(NewsNation Now) — When you think Florida, you might picture a beautiful blue ocean, or orangey-red sunsets.
But when it comes to elections, purple is the color political scientists often call the swing state. It is a battleground that is almost always close in presidential elections.
The diverse population starts in the South in Miami’s Little Havana neighborhood. Cuban Americans gather at Little Havana staple Café Versailles to talk politics.
“I support Trump because of everything he has done. We are in no wars. He is protecting the border. I believe in everything he is doing,” Trump supporter Maria said outside the restaurant. She did not want her last name used.
But some younger Cuban Americans, like Yamile Fluto-Hernandez, say President Trump has ignored Latinos.
“He is only for him. Not us. He doesn’t care about Hispanics. In four years, he had four years for us, and he did absolutely nothing,” Fluto-Hernandez said.
Further South, what is known as the I-4 corridor is a critical area for candidates to win.
I-4 is the 132-mile highway that crosses over the middle of the state between Tampa and Daytona Beach.
“It crosses through an area where historically it was very white and very rural. Where the orange farms were. Then came Disney. Then came the boom in Orlando,” Nova Southeastern Political Science Professor Dr. Charles Zelden said.
In Orlando, we met Bryant Coleman who was out canvassing for Joe Biden.
Coleman was a server at Disney’s Magic Kingdom before getting laid off because of the pandemic.
“I like Joe Biden because he will listen to a lot of different people, where with Trump it is his way or the highway,” Coleman said.
Coleman believes Biden will get the economy going again.
He can’t afford an apartment, so he lives in a motel room near Disney World.

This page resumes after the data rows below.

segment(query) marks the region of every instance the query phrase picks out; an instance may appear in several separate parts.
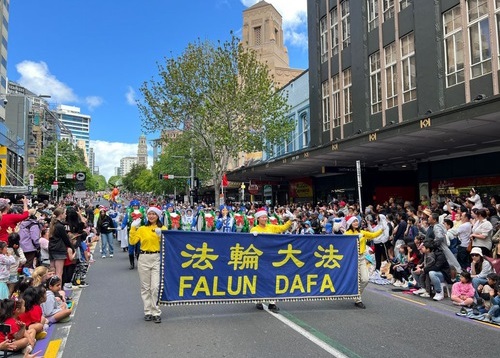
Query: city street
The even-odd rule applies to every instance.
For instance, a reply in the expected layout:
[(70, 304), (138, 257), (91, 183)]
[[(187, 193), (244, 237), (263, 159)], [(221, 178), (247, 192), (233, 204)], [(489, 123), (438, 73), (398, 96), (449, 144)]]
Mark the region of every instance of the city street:
[[(98, 253), (98, 249), (96, 249)], [(115, 241), (114, 258), (88, 273), (75, 292), (73, 320), (55, 325), (58, 357), (493, 357), (500, 326), (458, 317), (448, 299), (428, 299), (370, 284), (366, 310), (350, 301), (162, 307), (161, 324), (143, 320), (137, 270)]]

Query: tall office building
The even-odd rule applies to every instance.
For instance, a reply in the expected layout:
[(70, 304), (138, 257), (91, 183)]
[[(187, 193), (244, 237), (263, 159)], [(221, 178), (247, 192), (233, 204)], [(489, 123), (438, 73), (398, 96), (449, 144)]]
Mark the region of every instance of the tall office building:
[(4, 0), (0, 2), (0, 37), (2, 41), (0, 42), (0, 55), (2, 61), (0, 61), (0, 122), (5, 121), (5, 105), (3, 101), (5, 99), (5, 94), (7, 93), (7, 44), (9, 38), (9, 7), (10, 0)]
[(137, 165), (148, 166), (148, 143), (146, 136), (141, 134), (139, 137), (139, 145), (137, 146)]
[[(89, 166), (89, 142), (90, 142), (90, 121), (91, 117), (87, 114), (80, 113), (80, 108), (74, 106), (59, 105), (56, 113), (59, 120), (71, 131), (73, 136), (73, 145), (84, 147), (85, 162)], [(62, 140), (69, 140), (61, 136)], [(90, 166), (89, 166), (90, 167)], [(92, 168), (91, 168), (92, 170)]]
[(127, 175), (134, 165), (137, 165), (137, 157), (124, 157), (120, 159), (120, 175)]
[(95, 170), (95, 152), (94, 148), (89, 148), (89, 169), (92, 174), (94, 174)]

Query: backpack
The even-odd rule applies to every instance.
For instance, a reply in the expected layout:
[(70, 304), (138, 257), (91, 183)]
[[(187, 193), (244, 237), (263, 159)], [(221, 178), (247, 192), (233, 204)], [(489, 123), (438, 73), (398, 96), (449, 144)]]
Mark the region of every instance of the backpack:
[(491, 264), (491, 267), (493, 267), (493, 270), (495, 271), (495, 273), (497, 275), (500, 274), (500, 259), (499, 258), (493, 259), (491, 257), (484, 256), (484, 259), (487, 260)]
[(33, 237), (33, 233), (31, 232), (31, 228), (33, 226), (35, 226), (35, 225), (38, 225), (38, 229), (41, 232), (42, 231), (42, 226), (41, 226), (41, 224), (38, 221), (31, 221), (27, 226), (22, 227), (19, 230), (19, 236), (21, 238), (27, 238), (27, 237), (29, 237), (29, 239), (31, 240), (31, 242), (33, 242), (33, 245), (35, 244), (35, 242), (37, 240), (40, 239), (40, 237)]

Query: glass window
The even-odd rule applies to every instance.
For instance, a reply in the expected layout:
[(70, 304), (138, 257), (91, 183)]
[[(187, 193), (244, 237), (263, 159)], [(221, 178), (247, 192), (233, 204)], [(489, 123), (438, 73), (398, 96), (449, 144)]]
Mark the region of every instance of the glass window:
[(328, 60), (328, 38), (326, 28), (326, 16), (319, 20), (321, 63)]
[(384, 21), (394, 17), (394, 0), (383, 0)]
[(497, 19), (497, 50), (498, 50), (498, 62), (500, 67), (500, 0), (496, 0), (495, 12)]
[(396, 43), (387, 45), (384, 48), (385, 55), (385, 83), (386, 83), (386, 103), (387, 108), (395, 107), (398, 104), (398, 72)]
[(342, 11), (342, 48), (346, 48), (351, 44), (351, 17), (349, 10), (349, 0), (345, 0), (340, 4)]
[(399, 10), (406, 9), (411, 5), (411, 0), (399, 0)]
[(446, 87), (464, 82), (464, 47), (460, 5), (443, 14)]
[(352, 121), (352, 76), (351, 69), (348, 68), (342, 72), (343, 85), (344, 85), (344, 123)]
[(403, 103), (406, 103), (417, 98), (415, 42), (413, 33), (401, 38), (401, 61), (403, 68)]
[(332, 56), (339, 53), (339, 18), (337, 8), (330, 11), (330, 36), (332, 41)]
[(340, 127), (340, 80), (339, 75), (332, 77), (333, 128)]
[(328, 81), (321, 84), (321, 98), (323, 111), (323, 131), (330, 130), (330, 91)]
[(307, 113), (302, 113), (300, 120), (302, 122), (302, 143), (299, 149), (309, 146), (309, 120), (307, 119)]
[(469, 0), (471, 78), (491, 72), (491, 39), (487, 0)]
[(378, 0), (368, 0), (368, 31), (378, 27)]
[(261, 45), (262, 38), (261, 38), (261, 27), (260, 26), (254, 27), (253, 35), (254, 35), (255, 45), (256, 46)]
[(371, 111), (378, 113), (382, 110), (382, 81), (380, 77), (380, 52), (370, 56), (370, 100)]

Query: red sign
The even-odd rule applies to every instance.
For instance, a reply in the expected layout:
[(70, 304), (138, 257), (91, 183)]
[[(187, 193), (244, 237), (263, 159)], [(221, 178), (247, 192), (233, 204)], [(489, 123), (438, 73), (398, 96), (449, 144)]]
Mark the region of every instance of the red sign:
[(257, 195), (260, 192), (260, 188), (257, 184), (250, 184), (248, 186), (248, 192), (252, 195)]

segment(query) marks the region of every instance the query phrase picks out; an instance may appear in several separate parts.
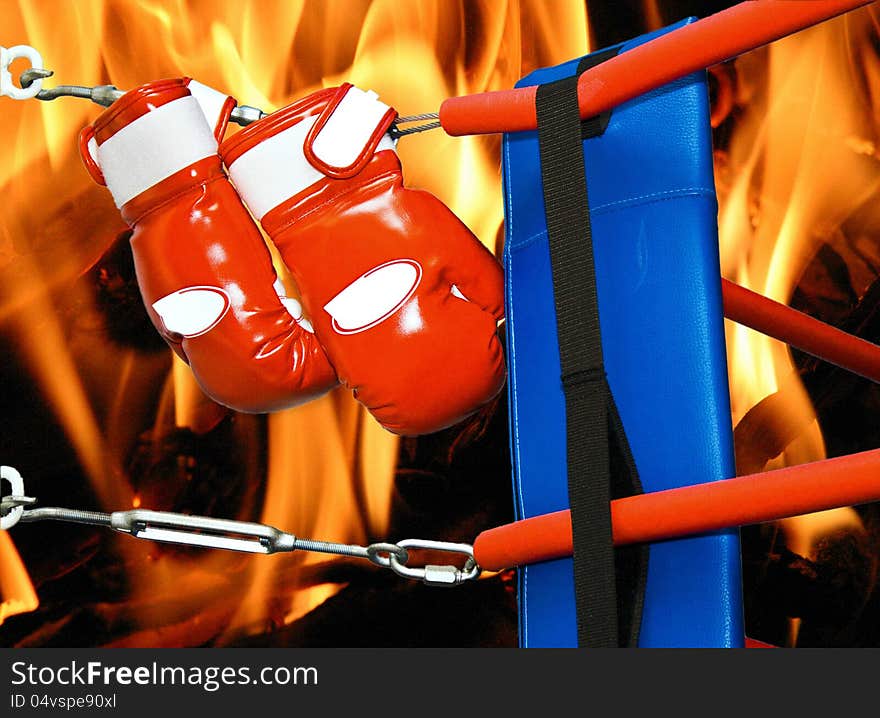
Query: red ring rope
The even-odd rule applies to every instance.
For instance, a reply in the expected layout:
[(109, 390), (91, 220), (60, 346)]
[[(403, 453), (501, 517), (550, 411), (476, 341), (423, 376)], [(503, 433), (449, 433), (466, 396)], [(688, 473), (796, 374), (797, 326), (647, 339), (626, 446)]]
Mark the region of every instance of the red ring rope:
[(880, 346), (726, 279), (721, 290), (728, 319), (880, 383)]
[[(747, 0), (621, 53), (578, 81), (581, 117), (638, 97), (870, 0)], [(535, 87), (450, 97), (440, 124), (450, 135), (533, 130)]]
[[(880, 500), (880, 449), (726, 481), (611, 502), (616, 546), (662, 541), (730, 526)], [(568, 511), (483, 531), (474, 557), (484, 569), (570, 556)]]

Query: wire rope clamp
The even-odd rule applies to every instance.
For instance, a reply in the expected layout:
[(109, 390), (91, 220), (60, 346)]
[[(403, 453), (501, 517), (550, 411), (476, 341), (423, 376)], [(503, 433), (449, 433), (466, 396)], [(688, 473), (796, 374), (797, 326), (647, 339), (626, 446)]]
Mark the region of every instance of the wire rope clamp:
[[(12, 484), (12, 497), (24, 496), (24, 479), (11, 466), (0, 466), (0, 479), (5, 479)], [(10, 509), (9, 513), (0, 517), (0, 530), (8, 531), (21, 519), (24, 513), (24, 506), (15, 506)]]
[(30, 69), (43, 67), (42, 56), (30, 45), (15, 45), (10, 48), (0, 46), (0, 95), (11, 97), (13, 100), (29, 100), (36, 97), (43, 89), (41, 78), (35, 79), (28, 87), (19, 87), (13, 82), (9, 66), (21, 58), (30, 61)]

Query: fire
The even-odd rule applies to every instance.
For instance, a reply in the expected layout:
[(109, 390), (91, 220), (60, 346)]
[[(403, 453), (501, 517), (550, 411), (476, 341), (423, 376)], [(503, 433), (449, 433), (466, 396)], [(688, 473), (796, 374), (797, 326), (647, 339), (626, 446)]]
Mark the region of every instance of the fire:
[[(856, 213), (878, 219), (868, 204), (880, 188), (878, 115), (876, 103), (866, 106), (862, 85), (867, 81), (867, 96), (876, 100), (880, 63), (869, 50), (875, 33), (871, 11), (860, 11), (737, 61), (741, 115), (716, 163), (724, 276), (789, 303), (809, 262), (824, 244), (839, 240), (847, 220)], [(852, 278), (861, 295), (874, 277), (854, 272)], [(765, 406), (791, 440), (777, 447), (781, 454), (767, 468), (824, 458), (816, 411), (788, 347), (728, 323), (727, 350), (734, 423), (779, 392), (778, 401)], [(789, 548), (807, 558), (834, 530), (864, 531), (852, 509), (780, 527)], [(796, 635), (795, 625), (792, 642)]]
[[(508, 88), (535, 67), (588, 51), (580, 0), (0, 2), (0, 42), (38, 48), (56, 73), (46, 86), (131, 88), (189, 75), (266, 111), (350, 80), (403, 115), (430, 112), (450, 95)], [(102, 507), (167, 508), (147, 503), (121, 468), (138, 434), (199, 434), (225, 411), (167, 355), (123, 350), (100, 336), (88, 346), (68, 341), (67, 304), (76, 303), (80, 319), (97, 315), (75, 280), (121, 225), (75, 151), (80, 128), (100, 110), (73, 99), (2, 102), (0, 274), (15, 281), (0, 282), (0, 331), (31, 368)], [(439, 196), (492, 249), (502, 222), (499, 145), (497, 137), (433, 132), (399, 148), (408, 184)], [(397, 440), (347, 392), (269, 417), (267, 442), (266, 475), (251, 477), (265, 482), (262, 508), (250, 518), (329, 541), (387, 537)], [(15, 549), (0, 538), (0, 565), (13, 565)], [(304, 578), (327, 560), (311, 555), (184, 556), (125, 537), (116, 548), (133, 598), (113, 620), (137, 630), (115, 645), (232, 642), (290, 623), (340, 588)], [(21, 610), (32, 609), (27, 576), (19, 578)]]
[[(867, 12), (826, 22), (738, 64), (741, 92), (754, 96), (742, 107), (718, 183), (722, 273), (777, 301), (791, 300), (808, 262), (880, 184), (874, 158), (853, 150), (856, 138), (873, 136), (850, 55), (854, 27), (869, 22)], [(759, 90), (761, 77), (767, 86)], [(738, 325), (727, 330), (737, 422), (791, 385), (794, 364), (788, 347)], [(806, 394), (793, 390), (785, 410), (810, 419), (785, 460), (823, 458)]]
[(39, 602), (27, 571), (5, 531), (0, 531), (0, 623), (9, 616), (36, 610)]
[[(349, 80), (407, 115), (434, 111), (448, 96), (511, 87), (532, 68), (583, 55), (585, 6), (0, 0), (0, 42), (41, 50), (56, 72), (47, 86), (131, 88), (191, 75), (271, 111)], [(659, 4), (644, 0), (643, 8), (646, 25), (659, 27)], [(880, 184), (880, 63), (868, 41), (876, 32), (871, 19), (868, 11), (850, 14), (737, 62), (741, 114), (718, 171), (722, 272), (779, 301), (791, 300), (819, 247), (866, 212)], [(867, 93), (854, 89), (859, 83)], [(138, 433), (186, 427), (203, 434), (226, 412), (167, 354), (147, 356), (95, 336), (88, 344), (70, 341), (68, 306), (76, 306), (76, 321), (97, 322), (94, 298), (76, 279), (121, 225), (75, 151), (79, 129), (100, 110), (73, 99), (0, 102), (0, 333), (42, 387), (102, 507), (138, 507), (145, 498), (121, 468)], [(435, 131), (405, 138), (399, 148), (407, 183), (439, 196), (492, 249), (502, 223), (499, 144), (497, 137)], [(868, 222), (878, 219), (868, 214)], [(727, 342), (735, 422), (785, 391), (780, 420), (798, 429), (771, 466), (824, 457), (816, 412), (789, 350), (732, 324)], [(347, 392), (273, 415), (267, 432), (265, 475), (250, 477), (265, 492), (249, 518), (330, 541), (387, 537), (397, 440)], [(0, 459), (15, 463), (14, 456)], [(807, 557), (818, 537), (844, 527), (861, 530), (849, 509), (782, 524), (792, 550)], [(316, 555), (184, 555), (124, 537), (117, 548), (134, 588), (114, 619), (136, 627), (117, 645), (231, 643), (289, 624), (340, 588), (313, 579), (328, 560)], [(0, 623), (37, 607), (6, 534), (0, 600)]]

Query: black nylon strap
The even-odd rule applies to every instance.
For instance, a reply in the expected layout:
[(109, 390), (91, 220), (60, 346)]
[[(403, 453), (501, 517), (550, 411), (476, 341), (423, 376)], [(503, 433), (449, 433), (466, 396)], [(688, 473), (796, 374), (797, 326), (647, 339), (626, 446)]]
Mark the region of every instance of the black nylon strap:
[(537, 90), (538, 145), (565, 392), (578, 645), (618, 645), (608, 407), (577, 76)]

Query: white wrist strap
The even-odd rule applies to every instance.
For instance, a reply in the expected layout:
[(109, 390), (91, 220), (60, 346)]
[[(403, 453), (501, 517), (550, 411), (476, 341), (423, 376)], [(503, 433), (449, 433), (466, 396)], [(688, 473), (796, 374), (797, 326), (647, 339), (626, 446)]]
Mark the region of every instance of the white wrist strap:
[(193, 97), (181, 97), (126, 125), (93, 150), (117, 207), (189, 165), (217, 154), (217, 140)]

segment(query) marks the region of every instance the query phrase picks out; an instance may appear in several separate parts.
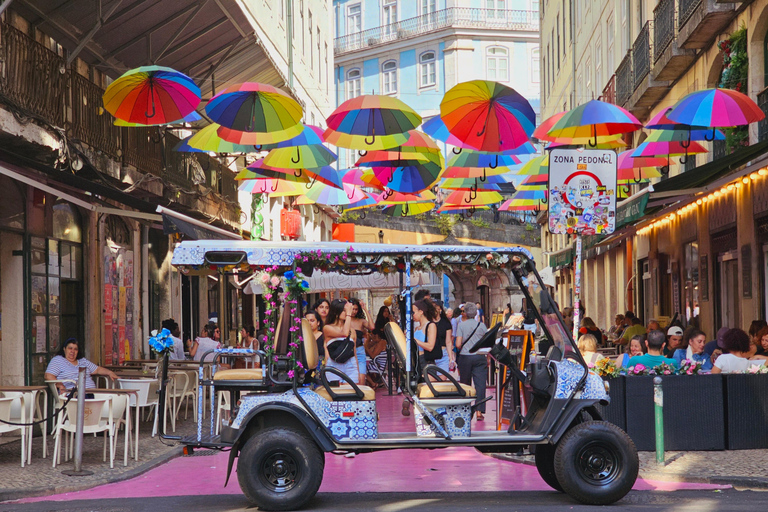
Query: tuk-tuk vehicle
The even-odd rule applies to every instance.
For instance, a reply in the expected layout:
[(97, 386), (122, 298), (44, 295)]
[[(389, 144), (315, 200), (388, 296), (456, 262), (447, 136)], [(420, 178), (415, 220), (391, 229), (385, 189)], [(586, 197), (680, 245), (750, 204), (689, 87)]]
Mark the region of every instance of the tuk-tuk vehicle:
[[(306, 505), (320, 487), (324, 452), (334, 450), (360, 454), (472, 446), (483, 453), (508, 453), (530, 446), (548, 485), (593, 505), (620, 500), (635, 483), (639, 462), (634, 443), (619, 427), (602, 421), (596, 407), (609, 403), (608, 385), (590, 373), (532, 255), (524, 248), (184, 241), (176, 247), (172, 264), (190, 274), (237, 273), (241, 281), (256, 274), (253, 280), (266, 287), (271, 340), (277, 342), (281, 332), (290, 336), (288, 345), (270, 344), (257, 351), (261, 368), (215, 371), (214, 364), (213, 375), (206, 377), (201, 363), (197, 434), (165, 436), (179, 440), (188, 450), (229, 449), (225, 485), (238, 458), (240, 487), (261, 509), (295, 510)], [(478, 405), (474, 388), (437, 366), (420, 369), (416, 344), (411, 343), (411, 272), (441, 274), (459, 268), (507, 271), (533, 305), (544, 336), (540, 346), (549, 347), (546, 353), (530, 357), (513, 354), (497, 343), (497, 325), (473, 349), (490, 349), (490, 356), (509, 369), (507, 385), (516, 381), (529, 391), (525, 413), (516, 414), (508, 430), (472, 431), (472, 414)], [(358, 385), (336, 368), (319, 367), (317, 345), (303, 320), (301, 300), (306, 292), (302, 275), (318, 271), (400, 278), (406, 312), (403, 327), (390, 322), (385, 334), (401, 370), (396, 386), (414, 407), (413, 432), (380, 432), (373, 389)], [(285, 297), (282, 317), (276, 307), (281, 292)], [(213, 352), (214, 362), (255, 353), (235, 348)], [(331, 373), (343, 382), (330, 382)], [(210, 386), (216, 391), (212, 397), (219, 391), (230, 395), (231, 418), (222, 420), (220, 435), (215, 434), (213, 400), (210, 430), (203, 428), (202, 397)], [(358, 460), (364, 463), (365, 459)]]

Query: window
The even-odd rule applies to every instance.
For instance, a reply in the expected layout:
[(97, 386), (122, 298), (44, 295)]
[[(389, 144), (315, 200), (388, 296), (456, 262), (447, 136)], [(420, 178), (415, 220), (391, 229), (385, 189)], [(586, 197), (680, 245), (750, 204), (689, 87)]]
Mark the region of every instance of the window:
[(328, 43), (325, 43), (325, 94), (328, 94), (328, 84), (331, 83), (331, 77), (329, 76), (331, 68), (328, 66)]
[(280, 7), (278, 8), (280, 11), (280, 19), (285, 19), (285, 0), (280, 0)]
[(381, 24), (384, 26), (384, 33), (386, 35), (396, 33), (397, 0), (383, 0), (381, 9)]
[(590, 57), (587, 57), (586, 62), (584, 63), (584, 80), (586, 80), (585, 85), (585, 94), (583, 98), (580, 98), (581, 101), (579, 103), (586, 103), (590, 99), (593, 98), (592, 94), (592, 59)]
[(600, 41), (600, 34), (597, 35), (597, 41), (595, 41), (595, 87), (602, 87), (603, 80), (603, 46)]
[(685, 253), (685, 320), (699, 316), (699, 244), (691, 242), (683, 246)]
[(381, 90), (384, 94), (395, 94), (397, 92), (397, 62), (388, 60), (382, 64), (381, 77)]
[(357, 98), (361, 91), (361, 73), (360, 69), (350, 69), (347, 72), (347, 99)]
[(309, 11), (309, 69), (314, 71), (315, 69), (315, 54), (314, 54), (314, 41), (312, 36), (312, 11)]
[(506, 48), (494, 46), (486, 50), (485, 76), (496, 82), (509, 81), (509, 52)]
[(504, 9), (507, 8), (506, 3), (506, 0), (485, 0), (488, 17), (504, 19)]
[(557, 15), (557, 21), (555, 22), (555, 29), (557, 30), (557, 69), (560, 69), (560, 15)]
[(531, 0), (531, 10), (538, 14), (540, 3), (539, 0)]
[(347, 34), (355, 34), (362, 30), (362, 7), (360, 4), (347, 7)]
[(539, 57), (539, 49), (534, 48), (531, 50), (531, 82), (538, 84), (541, 82), (541, 58)]
[(629, 49), (629, 33), (627, 32), (627, 1), (621, 0), (621, 53), (625, 53)]
[(421, 69), (419, 87), (432, 87), (437, 84), (435, 52), (424, 52), (419, 55), (419, 67)]
[(565, 27), (565, 0), (563, 0), (563, 60), (565, 60), (565, 48), (568, 46), (566, 44), (566, 41), (568, 41), (568, 30)]
[(616, 28), (613, 23), (613, 13), (608, 15), (608, 21), (605, 22), (605, 50), (608, 52), (608, 58), (605, 60), (605, 65), (608, 68), (608, 73), (613, 74), (616, 71), (616, 66), (613, 64), (613, 40), (615, 37)]
[(421, 15), (437, 12), (437, 0), (421, 0)]
[(320, 79), (320, 85), (323, 85), (322, 57), (320, 55), (320, 27), (317, 28), (317, 76)]

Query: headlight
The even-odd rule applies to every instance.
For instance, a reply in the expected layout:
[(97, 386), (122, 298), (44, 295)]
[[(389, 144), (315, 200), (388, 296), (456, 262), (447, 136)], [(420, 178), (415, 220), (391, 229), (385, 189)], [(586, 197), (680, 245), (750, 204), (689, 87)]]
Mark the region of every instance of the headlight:
[(608, 382), (607, 380), (604, 380), (603, 381), (603, 385), (605, 386), (605, 392), (610, 395), (611, 394), (611, 383)]

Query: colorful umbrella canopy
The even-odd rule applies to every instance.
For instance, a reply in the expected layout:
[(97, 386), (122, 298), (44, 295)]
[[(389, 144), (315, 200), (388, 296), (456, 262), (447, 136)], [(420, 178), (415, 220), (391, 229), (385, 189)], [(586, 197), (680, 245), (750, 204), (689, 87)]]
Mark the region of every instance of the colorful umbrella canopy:
[(445, 198), (443, 204), (487, 205), (501, 202), (501, 194), (494, 190), (456, 190)]
[(271, 167), (283, 167), (285, 169), (307, 169), (330, 165), (336, 159), (336, 153), (322, 144), (308, 144), (275, 148), (264, 157), (264, 163)]
[(367, 197), (365, 192), (347, 183), (344, 184), (343, 190), (323, 183), (315, 183), (309, 190), (304, 191), (304, 195), (316, 203), (328, 206), (348, 205), (362, 201)]
[(209, 124), (192, 137), (185, 139), (187, 145), (192, 149), (214, 153), (256, 153), (258, 151), (252, 145), (227, 142), (219, 137), (218, 129), (219, 125)]
[(765, 114), (749, 96), (732, 89), (704, 89), (678, 101), (667, 118), (691, 126), (725, 128), (762, 121)]
[(445, 178), (440, 182), (440, 188), (445, 189), (470, 189), (475, 190), (499, 190), (499, 183), (509, 183), (509, 179), (506, 175), (500, 176), (487, 176), (485, 181), (480, 181), (480, 178)]
[(661, 109), (658, 114), (645, 123), (645, 127), (649, 130), (706, 130), (709, 128), (708, 126), (691, 126), (673, 121), (667, 117), (667, 113), (669, 113), (670, 110), (672, 110), (672, 107)]
[(516, 199), (515, 197), (512, 197), (511, 199), (507, 199), (504, 201), (501, 206), (499, 206), (499, 211), (502, 212), (524, 212), (524, 211), (537, 211), (541, 209), (542, 203), (541, 201), (529, 201), (529, 200), (522, 200), (522, 199)]
[[(681, 126), (681, 125), (678, 125)], [(713, 135), (714, 134), (714, 135)], [(683, 147), (685, 143), (692, 140), (706, 140), (712, 142), (713, 140), (725, 140), (725, 134), (717, 129), (712, 130), (653, 130), (651, 135), (654, 135), (655, 141), (674, 141), (682, 142)], [(714, 139), (713, 139), (714, 136)], [(650, 139), (650, 136), (648, 137)], [(645, 139), (645, 140), (648, 140)]]
[(256, 179), (285, 180), (291, 183), (310, 183), (312, 179), (309, 175), (301, 173), (285, 174), (274, 169), (242, 169), (235, 175), (235, 180), (256, 180)]
[(381, 205), (416, 203), (419, 201), (434, 201), (435, 194), (429, 190), (424, 190), (419, 194), (403, 194), (402, 192), (385, 189), (384, 192), (376, 197), (376, 200)]
[(244, 180), (238, 190), (252, 194), (269, 194), (270, 197), (300, 196), (306, 190), (301, 183), (291, 183), (286, 180), (255, 179)]
[(381, 213), (389, 217), (408, 217), (413, 215), (421, 215), (432, 210), (435, 207), (435, 203), (432, 201), (418, 201), (415, 203), (403, 203), (393, 204), (391, 206), (385, 206), (381, 210)]
[(453, 86), (440, 103), (440, 117), (459, 140), (491, 152), (523, 145), (536, 126), (528, 100), (511, 87), (487, 80)]
[(135, 128), (135, 127), (141, 127), (141, 126), (166, 126), (166, 125), (174, 125), (174, 124), (184, 124), (184, 123), (196, 123), (198, 121), (201, 121), (203, 117), (197, 113), (197, 111), (192, 111), (189, 114), (187, 114), (182, 119), (177, 119), (176, 121), (171, 121), (170, 123), (159, 123), (159, 124), (141, 124), (141, 123), (129, 123), (128, 121), (123, 121), (122, 119), (115, 119), (115, 122), (112, 123), (115, 126), (125, 126), (128, 128)]
[(518, 175), (532, 176), (537, 174), (549, 174), (549, 153), (528, 160), (517, 171)]
[(205, 153), (206, 151), (202, 149), (193, 148), (192, 146), (189, 145), (189, 139), (191, 138), (192, 138), (192, 135), (181, 139), (179, 142), (176, 143), (175, 146), (173, 146), (173, 150), (178, 151), (179, 153)]
[(301, 124), (296, 124), (285, 130), (274, 132), (240, 132), (233, 130), (232, 128), (227, 128), (226, 126), (219, 126), (216, 133), (227, 142), (252, 145), (257, 151), (263, 151), (265, 147), (276, 147), (279, 142), (287, 141), (301, 135), (303, 130), (304, 128)]
[(283, 131), (299, 124), (304, 115), (287, 93), (255, 82), (227, 87), (208, 101), (205, 112), (214, 123), (249, 133)]
[(415, 193), (432, 187), (443, 170), (442, 153), (428, 153), (430, 161), (402, 167), (373, 167), (376, 179), (398, 192)]
[(633, 158), (632, 150), (619, 153), (616, 179), (620, 183), (641, 183), (650, 178), (658, 178), (661, 173), (657, 167), (664, 167), (669, 162), (661, 157)]
[(407, 141), (406, 132), (421, 124), (421, 116), (397, 98), (371, 94), (345, 101), (326, 121), (326, 142), (350, 149), (388, 149)]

“We have an affordable housing problem we need to address,” Coleman said.
Just down the road in Orlando, we met Jennifer Tribble.
She owns Pigtails and Crewcuts, a salon that specializes in kids’ haircuts. Her business was devastated when the salon was shutdown due to COVID-19. It has since reopened.
“I’m leaning toward Donald Trump because I feel like there has been a push to help small businesses and we need more help,” Tribble said.
Tribble says she fears voting for Biden because she is scared of being shut down again.
She says it is sometimes difficult telling her friends she is a Trump supporter.
“I worry about being judged and being criticized. I worry about people not supporting me as an individual. I think that is a shame. I’m always open to a conversation, Tribble said.
The senior citizen vote is also very important in the Sunshine State.
The Villages is a senior community with 130,000 residents over the age of 55. About 57% are Republican, and not afraid to show it with their President Trump golf cart parades.
“I’m supporting the President. I’ll be voting for Donald Trump. I did in 2016, and will again this year,” Villages resident, and Republican organizer John Calandro said.
Calandro, 74, is a retired automotive executive from Michigan.
He says the economy, and the health of his 401k, are one of his top priorities.
“When the stock market is doing well, the Democrats tell you the rich are the only ones doing well, but I think it is important for us. So I think the economy is important,” Calandro said.
Judie Pristaw, 73, also lives in The Villages. She is a retired teacher and says the economy is also her number one issue. But she believes Joe Biden is the president who can turn things around.
“I think he takes the virus a lot more seriously. I don’t think he is threatening to take away Medicare and social security. And I just think the tax cut only helped the top one percent. But a lot of us are here because the housing is affordable for nice housing and we are not the top one percent,” Pristaw said.
For the last fifty years, Floridians have voted with the overall winning presidential candidate. The only exception was in 1992 in the election between Bill Clinton and George H.W. Bush. Florida went for Bush, but Clinton won the presidency.